Neural Networks: From Fundamentals to Modern AI · Interpretation and Visualization of Neural Networks

Model profiling: parameters, FLOPs, inference time

Interpretation and Visualization of Neural Networks

Introduction

Any discussion of how "fast" or "big" a neural network is quickly reduces to three metrics: the number of parameters (in-memory size, on-disk model footprint, RAM usage), the number of floating-point operations FLOPs (a proxy for compute cost), and actual inference time (end-to-end latency on specific hardware).
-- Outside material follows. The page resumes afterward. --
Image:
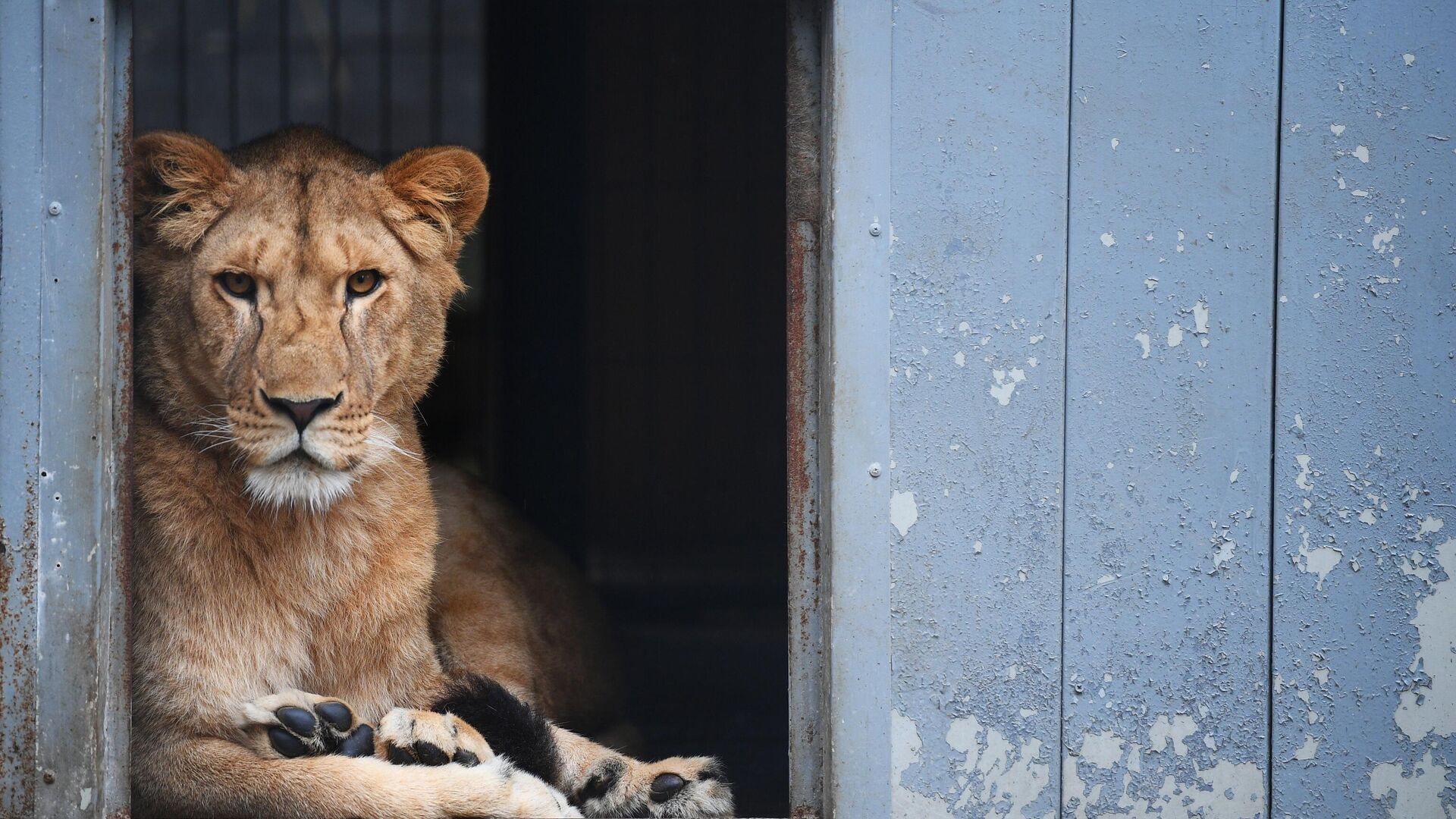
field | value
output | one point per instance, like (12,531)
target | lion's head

These three are loosely correlated — the same model may have twice as many parameters but fewer FLOPs, or fewer FLOPs but higher latency. This lesson covers: (1) how to count convolution parameters (k_h · k_w · C_in · C_out + C_out bias) and Linear (D_in · D_out + D_out), (2) how to count FLOPs at the layer level (Conv2d: 2 · k_h · k_w · C_in · C_out · H_out · W_out, with "×2" sometimes omitted, two conventions), (3) the difference between FLOPs and MACs (Multiply-Accumulate operations), (4) typical budgets: AlexNet 60M params / 0.7 GFLOPs, ResNet-50 25M / 4.1 GFLOPs, EfficientNet-B0 5.3M / 0.39 GFLOPs, MobileNet-V3 5.4M / 0.22 GFLOPs, ViT-B 86M / 17.6 GFLOPs, (5) memory-bound vs compute-bound (arithmetic intensity = FLOPs / bytes accessed, Roofline model), (6) acceleration techniques: depthwise-separable convs, group convs, channel pruning, quantization (FP32 → INT8 → INT4), knowledge distillation, (7) practical profilers (PyTorch Profiler, torch.profiler, nvprof / Nsight Systems, TensorBoard, py-spy), (8) how to properly measure latency (warmup, CUDA synchronization, statistics over N=100 runs, separately for batch=1 and batch=32).